2Dimensional Array Pointer manipulation in C++

Question

int main(){
    int a[10][10];
    int **ptr =(int **)a;
    cout<<a<<endl<<ptr<<endl;
    cout<<*a<<endl<<*ptr<<endl;
    return 0;
}

Output of this code on my computer is

0021FC20
0021FC20
0021FC20
CCCCCCCC

Why is "a" equal to "*a"? why isn't *a equal to *ptr?

Answer 1

Why is a equal to *a?

When used in a context that requires a pointer, an array will be converted to a pointer to its first element. a is an array of arrays; so it will decay to a pointer to the first array. *a is the first array, and will decay to a pointer to the first integer in that array. Both of these exist at the same location, so the two pointers will have equal values.

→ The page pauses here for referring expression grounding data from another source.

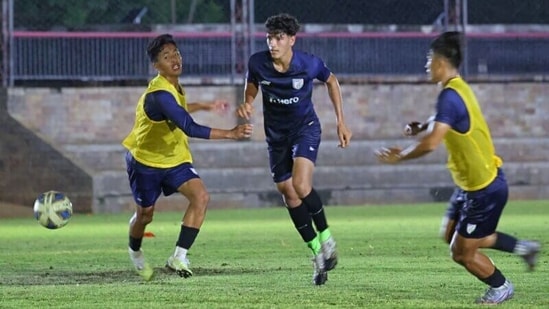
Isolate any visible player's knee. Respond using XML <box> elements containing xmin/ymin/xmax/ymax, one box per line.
<box><xmin>451</xmin><ymin>254</ymin><xmax>474</xmax><ymax>268</ymax></box>
<box><xmin>450</xmin><ymin>247</ymin><xmax>473</xmax><ymax>266</ymax></box>
<box><xmin>283</xmin><ymin>196</ymin><xmax>301</xmax><ymax>208</ymax></box>
<box><xmin>138</xmin><ymin>212</ymin><xmax>154</xmax><ymax>225</ymax></box>
<box><xmin>277</xmin><ymin>183</ymin><xmax>300</xmax><ymax>207</ymax></box>
<box><xmin>450</xmin><ymin>249</ymin><xmax>460</xmax><ymax>264</ymax></box>
<box><xmin>291</xmin><ymin>181</ymin><xmax>311</xmax><ymax>198</ymax></box>
<box><xmin>190</xmin><ymin>190</ymin><xmax>210</xmax><ymax>209</ymax></box>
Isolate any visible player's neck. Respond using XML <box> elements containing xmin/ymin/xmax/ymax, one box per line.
<box><xmin>441</xmin><ymin>70</ymin><xmax>460</xmax><ymax>86</ymax></box>
<box><xmin>272</xmin><ymin>50</ymin><xmax>293</xmax><ymax>73</ymax></box>
<box><xmin>162</xmin><ymin>74</ymin><xmax>180</xmax><ymax>88</ymax></box>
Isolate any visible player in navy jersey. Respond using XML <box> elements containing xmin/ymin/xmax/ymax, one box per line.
<box><xmin>123</xmin><ymin>34</ymin><xmax>252</xmax><ymax>281</ymax></box>
<box><xmin>376</xmin><ymin>31</ymin><xmax>540</xmax><ymax>305</ymax></box>
<box><xmin>237</xmin><ymin>13</ymin><xmax>352</xmax><ymax>285</ymax></box>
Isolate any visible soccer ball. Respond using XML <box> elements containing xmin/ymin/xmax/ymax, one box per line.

why isn't *a equal to *ptr?

Because the conversion from an array of arrays, to a pointer-to-pointer, is not valid. You have forced the conversion using a cast - the dangerous C-style cast, which in this case acts like reinterpret_cast - so *ptr will read the first few bytes of the array and interpret that as a pointer (probably - the behaviour here is undefined, so in principle anything could happen). There is no pointer in the memory pointed to by ptr, so *ptr will certainly not give you a valid pointer.

Answer 2

Why is a equal to *a?

Since you cannot print an array, a is implicitly converted from int[10][10] to int(*)[10]. So what actually gets printed instead of a is a pointer to the first line of a.

*a is the first line of the array, and that in turn gets converted to a pointer to the first element.

Since an array has the same address as its first element, you get the same value twice.